This is an implementation of VarOpt, an unbiased weighted sampling algorithm described in the paper Stream sampling for variance-optimal estimation of subset sums (2008) by Edith Cohen, Nick Duffield, Haim Kaplan, Carsten Lund, and Mikkel Thorup.
VarOpt is a reservoir-type sampler that maintains a fixed-size sample and provides a mechanism for merging unequal-weight samples.
This repository also includes a simple reservoir sampling algorithm, often useful in conjunction with weighed reservoir sampling, that implements Algorithm R from Random sampling with a reservoir (1985) by Jeffrey Vitter.
A typical use of VarOpt sampling is to estimate network flows using sample packets. In this use-case, the weight applied to each sample is the size of the packet. Because VarOpt computes an unbiased sample, sample data points can be summarized along secondary dimensions. For example, we can select a subset of sampled packets according to a secondary attribute, sum the sample weights, and the result is expected to equal the size of packets corresponding to the secondary attribute from the original population.

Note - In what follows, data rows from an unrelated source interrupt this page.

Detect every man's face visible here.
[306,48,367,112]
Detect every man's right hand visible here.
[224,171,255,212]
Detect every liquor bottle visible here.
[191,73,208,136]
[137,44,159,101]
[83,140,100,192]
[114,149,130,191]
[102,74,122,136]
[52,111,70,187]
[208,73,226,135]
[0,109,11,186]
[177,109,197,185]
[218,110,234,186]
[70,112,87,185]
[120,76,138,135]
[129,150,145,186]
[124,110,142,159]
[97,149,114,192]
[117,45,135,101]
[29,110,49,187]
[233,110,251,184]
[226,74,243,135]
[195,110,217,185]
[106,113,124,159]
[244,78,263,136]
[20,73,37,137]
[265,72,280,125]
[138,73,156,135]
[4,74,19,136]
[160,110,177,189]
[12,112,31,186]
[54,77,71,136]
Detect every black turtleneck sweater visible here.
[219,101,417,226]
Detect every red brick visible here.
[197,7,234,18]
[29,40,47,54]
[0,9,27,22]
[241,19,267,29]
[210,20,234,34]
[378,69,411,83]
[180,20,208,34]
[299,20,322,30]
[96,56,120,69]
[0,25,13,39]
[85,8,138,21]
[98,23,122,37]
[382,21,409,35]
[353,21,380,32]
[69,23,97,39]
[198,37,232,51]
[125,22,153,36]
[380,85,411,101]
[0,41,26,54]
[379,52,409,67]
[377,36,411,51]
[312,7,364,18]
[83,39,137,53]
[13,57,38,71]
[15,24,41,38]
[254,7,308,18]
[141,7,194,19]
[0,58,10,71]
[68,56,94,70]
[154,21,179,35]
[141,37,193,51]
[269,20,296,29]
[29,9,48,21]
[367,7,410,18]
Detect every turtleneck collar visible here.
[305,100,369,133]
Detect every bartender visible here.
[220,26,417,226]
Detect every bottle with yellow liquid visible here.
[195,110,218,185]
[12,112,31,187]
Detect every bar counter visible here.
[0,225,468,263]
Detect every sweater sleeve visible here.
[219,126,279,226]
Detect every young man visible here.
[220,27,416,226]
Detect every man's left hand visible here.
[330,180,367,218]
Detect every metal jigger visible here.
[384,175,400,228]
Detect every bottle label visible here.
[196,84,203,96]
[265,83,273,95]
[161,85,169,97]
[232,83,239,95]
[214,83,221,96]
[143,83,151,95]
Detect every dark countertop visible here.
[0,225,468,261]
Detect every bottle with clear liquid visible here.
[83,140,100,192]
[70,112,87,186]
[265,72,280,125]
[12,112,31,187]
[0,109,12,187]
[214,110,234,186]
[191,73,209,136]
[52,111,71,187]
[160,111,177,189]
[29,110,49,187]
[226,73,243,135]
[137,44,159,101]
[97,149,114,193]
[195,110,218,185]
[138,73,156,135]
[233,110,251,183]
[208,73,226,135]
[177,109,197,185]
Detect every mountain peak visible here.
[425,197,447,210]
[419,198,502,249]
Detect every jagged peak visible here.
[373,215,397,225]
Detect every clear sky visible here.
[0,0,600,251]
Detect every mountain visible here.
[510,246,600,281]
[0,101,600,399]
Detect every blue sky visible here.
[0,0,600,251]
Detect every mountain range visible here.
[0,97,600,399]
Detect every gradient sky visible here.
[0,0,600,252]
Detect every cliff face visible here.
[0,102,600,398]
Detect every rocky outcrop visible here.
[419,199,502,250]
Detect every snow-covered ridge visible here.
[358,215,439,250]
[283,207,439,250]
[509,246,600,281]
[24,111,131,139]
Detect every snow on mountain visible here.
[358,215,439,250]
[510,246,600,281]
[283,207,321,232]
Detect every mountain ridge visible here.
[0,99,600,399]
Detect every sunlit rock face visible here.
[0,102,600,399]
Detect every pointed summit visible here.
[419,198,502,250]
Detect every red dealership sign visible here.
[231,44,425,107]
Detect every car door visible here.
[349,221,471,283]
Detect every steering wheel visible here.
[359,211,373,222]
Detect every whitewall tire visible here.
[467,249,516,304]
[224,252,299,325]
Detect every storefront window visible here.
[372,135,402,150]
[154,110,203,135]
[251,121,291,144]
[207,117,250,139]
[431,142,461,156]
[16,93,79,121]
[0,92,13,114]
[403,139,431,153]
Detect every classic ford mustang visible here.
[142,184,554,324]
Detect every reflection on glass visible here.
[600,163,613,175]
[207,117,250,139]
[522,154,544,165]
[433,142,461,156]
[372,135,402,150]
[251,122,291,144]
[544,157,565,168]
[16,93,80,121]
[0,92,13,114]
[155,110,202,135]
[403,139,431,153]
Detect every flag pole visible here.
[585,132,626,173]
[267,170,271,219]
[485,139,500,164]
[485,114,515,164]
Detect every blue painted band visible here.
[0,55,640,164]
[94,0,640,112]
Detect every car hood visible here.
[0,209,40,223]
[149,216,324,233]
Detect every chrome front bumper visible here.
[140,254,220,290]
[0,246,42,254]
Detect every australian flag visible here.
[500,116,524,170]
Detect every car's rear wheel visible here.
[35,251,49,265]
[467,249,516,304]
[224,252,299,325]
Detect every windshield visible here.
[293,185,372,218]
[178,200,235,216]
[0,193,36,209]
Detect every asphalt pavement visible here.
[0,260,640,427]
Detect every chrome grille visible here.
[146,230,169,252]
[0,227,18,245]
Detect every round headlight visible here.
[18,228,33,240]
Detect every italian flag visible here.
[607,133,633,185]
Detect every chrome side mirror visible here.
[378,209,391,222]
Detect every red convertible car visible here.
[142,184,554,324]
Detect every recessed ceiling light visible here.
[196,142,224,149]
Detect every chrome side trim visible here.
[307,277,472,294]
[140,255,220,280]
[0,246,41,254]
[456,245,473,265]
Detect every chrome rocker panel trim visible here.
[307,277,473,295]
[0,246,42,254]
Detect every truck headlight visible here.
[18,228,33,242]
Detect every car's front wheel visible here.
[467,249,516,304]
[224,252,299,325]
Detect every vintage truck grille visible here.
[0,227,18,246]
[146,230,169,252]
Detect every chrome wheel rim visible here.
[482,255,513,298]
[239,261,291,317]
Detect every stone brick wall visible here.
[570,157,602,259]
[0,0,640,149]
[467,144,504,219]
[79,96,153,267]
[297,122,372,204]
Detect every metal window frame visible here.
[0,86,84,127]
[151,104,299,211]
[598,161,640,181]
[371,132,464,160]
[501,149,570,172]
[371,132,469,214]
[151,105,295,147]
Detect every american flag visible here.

See weighted_test.go for an example.
Another use for VarOpt sampling uses inverse-probability weights to estimate frequencies while simultaneously controlling sample diversity. Suppose a sequence of observations can be naturally categorized into N different buckets. The goal in this case is to compute a sample where each bucket is well represented, while maintaining frequency estimates.
In this use-case, the weight assigned to each observation is the inverse probability of the bucket it belongs to. The result of weighted sampling with inverse-probability weights is a uniform expectated value; in this example we expect an equal number of observations falling into each bucket. Each observation represents a frequency of its sample weight (computed by VarOpt) divided by its original weight (the inverse-probability).
See frequency_test.go for an example.
VarOpt supports merging independently collected samples one observation at a time. This is useful for building distributed sampling schemes. In this use-case, each node in a distributed system computes a weighted sample. To combine samples, simply input all the observations and their corresponding weights into a new VarOpt sample.